Fire Protection Engineering Department
Ph.D. Thesis Defense
Heat Transfer Mechanisms During Horizontal-concurrent
Flame Spread Under Transient and Steady Forced Flow
Monday, March 09, 2026
9:00 am – 12:00 pm
FPE Classroom/50 Prescott St
Zoom link: https://wpi.zoom.us/j/91370243030
Committee:
James Urban, PhD - Assistant Professor, WPI Fire Protection. Engineering (Advisor)
Maria Thomsen, PhD - Assistant Professor, Universidad Adolfo Ibañez, Engineering and Sciences
Ali Rangwala, PhD - Professor, WPI Fire Protection Engineering, Prog. Dir. Explosion Protection Engineering
Ya-Ting Liao, PhD - Associate Professor - Case Western Reserve University, Mechanical & Aerospace Engineering
Abstract
Understanding the heat transfer mechanisms that govern the interaction between the flame and the solid fuel surface is essential for predicting and modeling flame spread. The relative contribution of these mechanisms depends strongly on the imposed airflow and its interaction with buoyancy. Horizontal concurrent flame spread is experimentally investigated in a bench-scale flow duct under both steady and non-steady airflow conditions. The non-steady airflow is prescribed through a controlled sinusoidal profile defined by a baseline velocity, amplitude, and frequency. Experiments are conducted on black-cast thermally thin polymethyl methacrylate (PMMA) panels, and flame spread is characterized through the temporal evolution of the flame geometry. Radiative heat transfer to the heated zone is estimated using an analytical radiation view factor analysis and experimental heat flux measurements. Convective heat transfer is calculated from the difference between total and radiative heat fluxes, and a local Nusselt-number correlation is used to determine the convective heat-transfer coefficient under steady airflow conditions. The thermal response of the fuel sample during the experiments is also quantified.

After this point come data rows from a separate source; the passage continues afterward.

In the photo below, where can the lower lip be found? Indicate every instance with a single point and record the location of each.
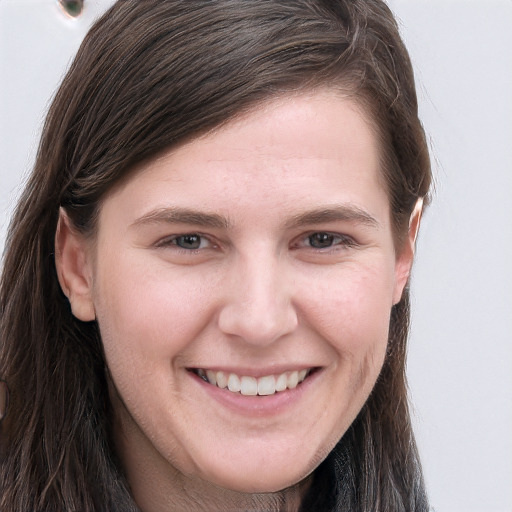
(258, 406)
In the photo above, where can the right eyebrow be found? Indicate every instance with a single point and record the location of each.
(343, 212)
(177, 215)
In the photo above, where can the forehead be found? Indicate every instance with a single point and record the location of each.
(298, 150)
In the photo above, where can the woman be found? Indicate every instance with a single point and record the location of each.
(204, 295)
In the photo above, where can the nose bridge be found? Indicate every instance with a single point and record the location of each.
(258, 305)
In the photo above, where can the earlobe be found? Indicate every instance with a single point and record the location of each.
(73, 268)
(405, 258)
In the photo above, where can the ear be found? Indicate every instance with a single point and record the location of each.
(74, 269)
(405, 258)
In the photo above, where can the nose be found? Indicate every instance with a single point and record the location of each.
(258, 302)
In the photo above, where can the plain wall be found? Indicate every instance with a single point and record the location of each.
(460, 358)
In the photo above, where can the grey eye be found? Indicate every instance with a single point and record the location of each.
(321, 240)
(72, 8)
(188, 241)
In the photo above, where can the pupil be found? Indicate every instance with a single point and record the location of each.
(189, 241)
(321, 240)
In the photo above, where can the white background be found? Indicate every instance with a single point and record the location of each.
(460, 362)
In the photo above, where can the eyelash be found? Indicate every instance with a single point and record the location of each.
(335, 240)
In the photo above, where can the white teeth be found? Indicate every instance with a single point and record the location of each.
(281, 382)
(293, 380)
(266, 385)
(251, 386)
(248, 386)
(234, 383)
(222, 380)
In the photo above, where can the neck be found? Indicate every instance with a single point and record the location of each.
(157, 486)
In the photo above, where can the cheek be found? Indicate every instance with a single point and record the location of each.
(351, 308)
(149, 317)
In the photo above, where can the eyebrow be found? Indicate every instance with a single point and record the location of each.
(177, 215)
(345, 213)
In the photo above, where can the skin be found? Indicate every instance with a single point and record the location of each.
(257, 296)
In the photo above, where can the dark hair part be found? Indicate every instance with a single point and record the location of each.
(150, 75)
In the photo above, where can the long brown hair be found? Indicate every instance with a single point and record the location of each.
(149, 75)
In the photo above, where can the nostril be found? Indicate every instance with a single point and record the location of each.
(72, 8)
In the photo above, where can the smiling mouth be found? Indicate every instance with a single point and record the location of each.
(252, 386)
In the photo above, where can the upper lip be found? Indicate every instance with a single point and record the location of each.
(255, 372)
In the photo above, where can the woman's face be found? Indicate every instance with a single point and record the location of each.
(258, 257)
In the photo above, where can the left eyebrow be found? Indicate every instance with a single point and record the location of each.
(345, 213)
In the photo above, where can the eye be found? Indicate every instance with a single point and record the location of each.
(191, 241)
(325, 240)
(321, 240)
(187, 241)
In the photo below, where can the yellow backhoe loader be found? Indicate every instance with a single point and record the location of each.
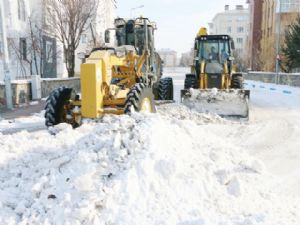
(114, 80)
(214, 85)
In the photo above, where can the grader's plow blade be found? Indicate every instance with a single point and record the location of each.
(225, 103)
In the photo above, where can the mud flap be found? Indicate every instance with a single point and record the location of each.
(225, 103)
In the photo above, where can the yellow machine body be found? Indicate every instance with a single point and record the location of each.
(97, 94)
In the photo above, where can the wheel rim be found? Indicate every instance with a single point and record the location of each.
(146, 105)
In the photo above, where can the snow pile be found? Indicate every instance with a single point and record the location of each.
(29, 123)
(144, 169)
(226, 103)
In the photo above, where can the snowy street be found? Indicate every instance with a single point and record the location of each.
(175, 167)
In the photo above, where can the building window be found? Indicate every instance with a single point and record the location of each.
(49, 52)
(21, 10)
(1, 49)
(240, 29)
(239, 40)
(290, 6)
(84, 39)
(23, 49)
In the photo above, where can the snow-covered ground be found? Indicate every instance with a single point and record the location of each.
(175, 167)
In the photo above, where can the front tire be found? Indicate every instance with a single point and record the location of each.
(55, 106)
(166, 89)
(190, 81)
(140, 99)
(237, 81)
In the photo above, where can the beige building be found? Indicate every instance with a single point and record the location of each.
(169, 57)
(267, 33)
(234, 22)
(17, 14)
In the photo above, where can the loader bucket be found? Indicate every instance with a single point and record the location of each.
(225, 103)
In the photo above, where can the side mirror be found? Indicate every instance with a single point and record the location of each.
(81, 55)
(232, 45)
(107, 36)
(196, 45)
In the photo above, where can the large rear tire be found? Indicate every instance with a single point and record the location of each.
(140, 99)
(190, 81)
(237, 81)
(55, 106)
(166, 89)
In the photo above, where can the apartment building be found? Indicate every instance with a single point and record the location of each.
(23, 16)
(234, 22)
(269, 20)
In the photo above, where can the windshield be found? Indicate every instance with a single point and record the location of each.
(134, 37)
(215, 50)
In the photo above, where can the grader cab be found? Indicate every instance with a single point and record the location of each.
(114, 80)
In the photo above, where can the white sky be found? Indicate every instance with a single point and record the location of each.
(178, 21)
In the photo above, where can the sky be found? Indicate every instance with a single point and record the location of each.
(178, 21)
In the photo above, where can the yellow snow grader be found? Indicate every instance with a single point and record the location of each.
(214, 85)
(114, 80)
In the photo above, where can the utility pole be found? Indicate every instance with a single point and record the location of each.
(278, 42)
(132, 9)
(7, 77)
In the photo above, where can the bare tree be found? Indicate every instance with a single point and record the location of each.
(69, 19)
(31, 56)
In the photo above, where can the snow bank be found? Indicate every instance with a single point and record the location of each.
(143, 169)
(36, 121)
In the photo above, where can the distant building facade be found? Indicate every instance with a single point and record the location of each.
(169, 57)
(234, 22)
(264, 21)
(19, 13)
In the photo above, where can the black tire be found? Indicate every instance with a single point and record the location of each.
(165, 89)
(136, 97)
(190, 81)
(55, 111)
(237, 81)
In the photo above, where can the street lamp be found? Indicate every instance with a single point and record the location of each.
(278, 41)
(135, 8)
(7, 77)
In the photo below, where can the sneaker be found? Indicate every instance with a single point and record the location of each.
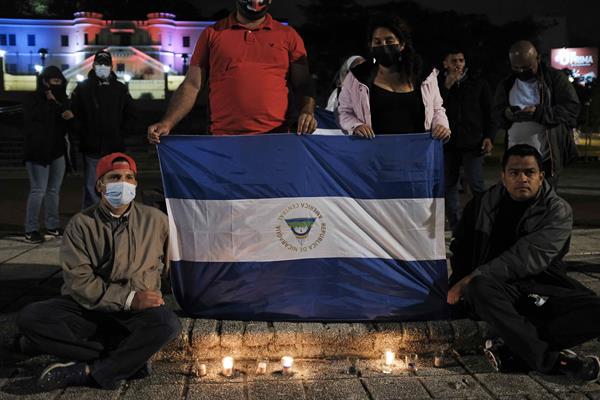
(501, 358)
(55, 232)
(62, 375)
(34, 237)
(586, 368)
(143, 372)
(24, 346)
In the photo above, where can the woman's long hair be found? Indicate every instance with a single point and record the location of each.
(412, 64)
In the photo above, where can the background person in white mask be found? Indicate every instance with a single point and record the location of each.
(104, 114)
(111, 316)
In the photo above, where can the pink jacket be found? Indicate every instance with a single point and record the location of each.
(354, 108)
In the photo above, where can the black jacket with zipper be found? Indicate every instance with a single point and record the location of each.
(104, 114)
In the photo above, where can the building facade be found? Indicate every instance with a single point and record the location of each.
(144, 49)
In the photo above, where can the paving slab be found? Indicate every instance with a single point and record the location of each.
(84, 393)
(454, 387)
(347, 389)
(11, 247)
(262, 390)
(512, 385)
(225, 391)
(138, 390)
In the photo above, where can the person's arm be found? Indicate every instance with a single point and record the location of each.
(440, 127)
(180, 105)
(129, 113)
(565, 106)
(345, 114)
(81, 282)
(534, 252)
(485, 100)
(302, 85)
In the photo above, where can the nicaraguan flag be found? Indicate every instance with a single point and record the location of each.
(286, 227)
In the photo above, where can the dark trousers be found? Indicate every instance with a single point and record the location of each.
(534, 334)
(115, 345)
(472, 165)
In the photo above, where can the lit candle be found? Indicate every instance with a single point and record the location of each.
(261, 367)
(389, 359)
(287, 363)
(228, 366)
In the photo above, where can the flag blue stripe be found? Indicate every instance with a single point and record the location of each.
(276, 166)
(338, 289)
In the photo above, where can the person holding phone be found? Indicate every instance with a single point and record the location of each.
(468, 104)
(537, 105)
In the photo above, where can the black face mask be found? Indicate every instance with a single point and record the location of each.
(387, 55)
(252, 15)
(58, 91)
(525, 75)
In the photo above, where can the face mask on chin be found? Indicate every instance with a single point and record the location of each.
(253, 10)
(119, 194)
(387, 55)
(102, 71)
(526, 75)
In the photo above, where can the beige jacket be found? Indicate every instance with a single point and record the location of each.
(104, 258)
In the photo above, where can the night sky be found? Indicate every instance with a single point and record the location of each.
(582, 17)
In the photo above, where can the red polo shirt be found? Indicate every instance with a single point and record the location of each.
(247, 74)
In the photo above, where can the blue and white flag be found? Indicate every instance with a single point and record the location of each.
(286, 227)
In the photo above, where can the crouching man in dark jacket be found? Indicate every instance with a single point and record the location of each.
(111, 316)
(508, 271)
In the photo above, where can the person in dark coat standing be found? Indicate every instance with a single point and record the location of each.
(104, 114)
(46, 121)
(468, 103)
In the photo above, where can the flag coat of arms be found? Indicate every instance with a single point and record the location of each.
(286, 227)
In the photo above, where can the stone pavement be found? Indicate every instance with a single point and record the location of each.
(324, 352)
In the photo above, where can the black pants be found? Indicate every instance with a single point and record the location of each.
(115, 345)
(535, 334)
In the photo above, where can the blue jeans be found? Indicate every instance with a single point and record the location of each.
(89, 183)
(473, 173)
(45, 181)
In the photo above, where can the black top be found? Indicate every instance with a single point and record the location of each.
(396, 112)
(504, 233)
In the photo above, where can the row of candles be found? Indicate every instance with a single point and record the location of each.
(389, 363)
(287, 363)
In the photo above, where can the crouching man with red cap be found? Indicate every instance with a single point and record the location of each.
(111, 316)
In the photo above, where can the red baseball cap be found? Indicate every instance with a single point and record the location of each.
(108, 163)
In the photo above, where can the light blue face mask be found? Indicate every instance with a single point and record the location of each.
(102, 71)
(119, 194)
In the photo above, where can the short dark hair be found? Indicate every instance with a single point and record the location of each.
(522, 150)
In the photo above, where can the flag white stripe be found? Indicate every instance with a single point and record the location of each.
(257, 230)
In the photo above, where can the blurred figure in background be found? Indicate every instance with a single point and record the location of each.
(46, 115)
(467, 100)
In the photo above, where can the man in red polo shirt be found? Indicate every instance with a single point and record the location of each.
(248, 59)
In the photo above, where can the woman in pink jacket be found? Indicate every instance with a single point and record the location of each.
(382, 96)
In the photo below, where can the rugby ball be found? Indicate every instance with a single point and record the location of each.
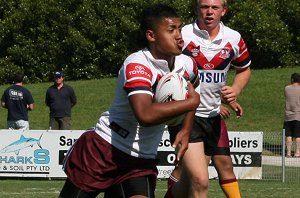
(170, 87)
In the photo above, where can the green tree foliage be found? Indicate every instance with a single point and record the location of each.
(90, 39)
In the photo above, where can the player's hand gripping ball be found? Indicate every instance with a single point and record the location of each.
(172, 87)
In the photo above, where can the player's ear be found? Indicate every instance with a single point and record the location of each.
(150, 35)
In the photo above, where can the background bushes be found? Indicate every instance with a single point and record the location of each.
(90, 39)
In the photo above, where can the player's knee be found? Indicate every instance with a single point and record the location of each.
(199, 183)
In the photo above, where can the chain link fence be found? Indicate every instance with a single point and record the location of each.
(275, 166)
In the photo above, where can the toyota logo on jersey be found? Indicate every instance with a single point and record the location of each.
(208, 66)
(134, 70)
(225, 53)
(195, 51)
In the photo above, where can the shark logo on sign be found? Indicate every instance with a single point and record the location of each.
(20, 144)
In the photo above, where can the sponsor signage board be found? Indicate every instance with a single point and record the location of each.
(40, 153)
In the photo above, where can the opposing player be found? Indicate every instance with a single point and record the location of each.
(214, 47)
(118, 157)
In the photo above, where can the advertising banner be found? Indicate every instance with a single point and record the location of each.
(40, 153)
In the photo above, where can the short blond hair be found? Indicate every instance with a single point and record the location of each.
(196, 3)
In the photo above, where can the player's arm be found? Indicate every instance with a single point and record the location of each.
(3, 104)
(149, 113)
(30, 107)
(182, 138)
(242, 77)
(235, 106)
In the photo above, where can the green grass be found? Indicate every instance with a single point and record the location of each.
(50, 189)
(263, 102)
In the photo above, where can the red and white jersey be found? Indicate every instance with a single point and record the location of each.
(213, 59)
(139, 74)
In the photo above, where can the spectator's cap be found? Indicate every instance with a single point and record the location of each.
(58, 74)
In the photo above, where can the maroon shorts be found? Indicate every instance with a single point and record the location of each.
(212, 131)
(92, 164)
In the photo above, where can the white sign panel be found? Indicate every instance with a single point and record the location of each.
(245, 148)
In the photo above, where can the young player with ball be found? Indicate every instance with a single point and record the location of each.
(118, 157)
(215, 48)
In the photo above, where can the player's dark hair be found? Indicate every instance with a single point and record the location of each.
(19, 77)
(295, 77)
(151, 16)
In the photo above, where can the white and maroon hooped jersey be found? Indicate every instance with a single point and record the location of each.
(213, 59)
(139, 75)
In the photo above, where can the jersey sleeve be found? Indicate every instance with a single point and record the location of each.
(243, 57)
(138, 79)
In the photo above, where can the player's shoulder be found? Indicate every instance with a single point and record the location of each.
(184, 58)
(231, 33)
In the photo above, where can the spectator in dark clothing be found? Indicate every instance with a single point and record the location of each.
(17, 100)
(60, 98)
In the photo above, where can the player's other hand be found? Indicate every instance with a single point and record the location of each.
(193, 96)
(228, 94)
(181, 144)
(224, 112)
(237, 108)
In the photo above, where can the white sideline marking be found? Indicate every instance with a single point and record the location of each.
(277, 161)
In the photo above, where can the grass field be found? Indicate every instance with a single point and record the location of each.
(262, 100)
(50, 189)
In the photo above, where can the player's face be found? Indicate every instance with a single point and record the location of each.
(59, 80)
(209, 13)
(167, 39)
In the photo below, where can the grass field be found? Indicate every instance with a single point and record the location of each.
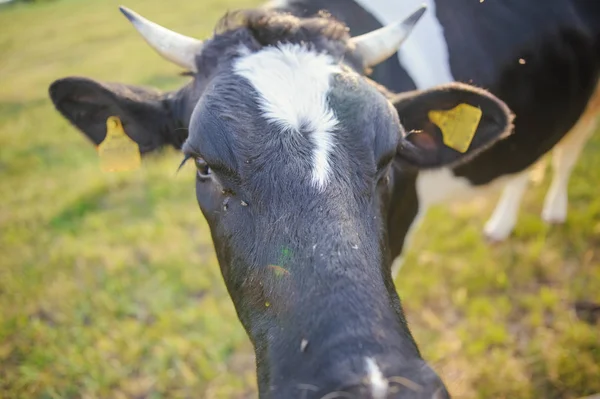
(109, 287)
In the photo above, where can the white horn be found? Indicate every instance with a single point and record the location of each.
(381, 44)
(179, 49)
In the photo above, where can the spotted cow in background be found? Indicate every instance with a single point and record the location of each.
(297, 154)
(543, 60)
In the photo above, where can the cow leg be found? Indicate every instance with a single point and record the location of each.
(504, 218)
(564, 157)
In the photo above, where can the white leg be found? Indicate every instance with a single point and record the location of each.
(564, 157)
(504, 218)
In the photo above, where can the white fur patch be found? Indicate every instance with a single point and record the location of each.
(293, 84)
(424, 54)
(379, 384)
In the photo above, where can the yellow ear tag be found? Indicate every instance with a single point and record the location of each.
(458, 125)
(118, 152)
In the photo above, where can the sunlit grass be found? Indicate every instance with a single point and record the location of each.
(109, 287)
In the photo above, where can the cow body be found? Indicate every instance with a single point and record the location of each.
(297, 156)
(544, 62)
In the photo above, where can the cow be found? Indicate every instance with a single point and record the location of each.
(296, 154)
(543, 61)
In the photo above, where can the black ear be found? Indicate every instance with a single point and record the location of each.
(448, 125)
(145, 113)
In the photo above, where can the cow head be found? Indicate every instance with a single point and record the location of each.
(293, 149)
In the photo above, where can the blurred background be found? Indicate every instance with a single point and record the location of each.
(109, 287)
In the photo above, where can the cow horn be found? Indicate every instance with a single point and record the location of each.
(179, 49)
(377, 46)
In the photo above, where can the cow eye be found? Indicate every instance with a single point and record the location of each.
(204, 171)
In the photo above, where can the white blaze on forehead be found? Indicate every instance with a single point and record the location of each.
(293, 84)
(379, 384)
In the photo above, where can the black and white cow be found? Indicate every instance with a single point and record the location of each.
(541, 58)
(297, 154)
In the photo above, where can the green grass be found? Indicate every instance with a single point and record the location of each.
(109, 287)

Under non-steady conditions, the imposed flow exerted a stronger influence on the gas phase phenomena (i.e., flame extension over the sample) than on the solid phase (resulting flame spread), with the solid phase exhibiting a pronounced response only at maximum flow amplitudes. However, even with a clear transient response in the flame spread rate, faster average flame spread rates were achieved under non-steady flow. The spatially resolved radiation and convection analysis allow for the relative contribution of each mechanism to flame spread to be quantified.